Following that, when most of us talk about “losing weight” we do not really know what our bodies are losing. Water, fat stores, muscle mass, bone mass? You do not know. Some of us may, but the layperson just sees a number on the scale and if it goes south they smile, north they frown. This is intimately tied with society’s drive for women to just be lighter all the time. No mention of BODY COMPOSITION. Only numbers. This is terrible.
The people you mention that lost weight during stressful times were definitely going through what I describe above: they are canabolizing lean muscle mass and bone mass while storing fat. This inevitably leads to “skinny fat.” Same thing happened to me about 2.25 years ago.

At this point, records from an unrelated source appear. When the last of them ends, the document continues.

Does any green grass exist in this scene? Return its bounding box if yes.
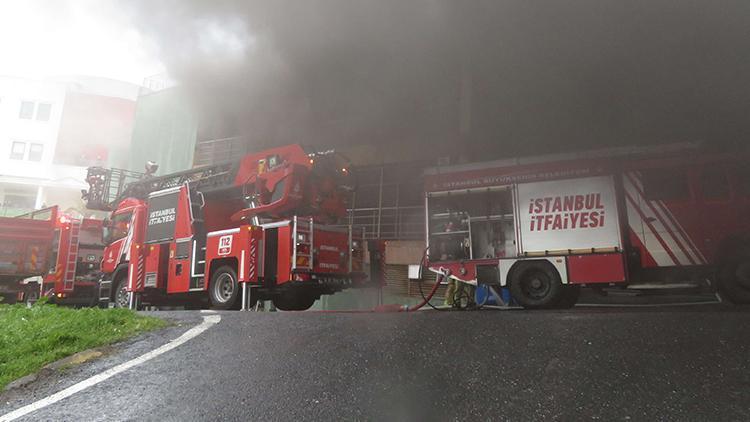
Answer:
[0,303,167,391]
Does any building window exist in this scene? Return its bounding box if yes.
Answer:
[18,101,35,119]
[643,169,690,201]
[701,169,729,199]
[36,103,52,122]
[10,141,26,160]
[29,144,44,161]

Digression (stop reading if you’re bored;):
I’d like to take this opportunity to lambast the fear-of-cortisol in the paleo community. Well, in the xfit community, too. Acute cortisol-release from exercise is not something to be feared. Just know that it happens and maybe most of the time don’t overdo your exercise bout. However, people extrapolate from this that they should NEVER lift weights for more than an hour, etc. All the studies done on drug-free weight training individuals show that exercise bouts with the greatest cortisol release also lead to the greatest level of hypertrophy. Acute, temporary cortisol-spikes are not a big deal. Chronically raised cortisol, from things like the above stressful situations, running marathons regularly, not sleeping enough, etc, is bad and should be avoided.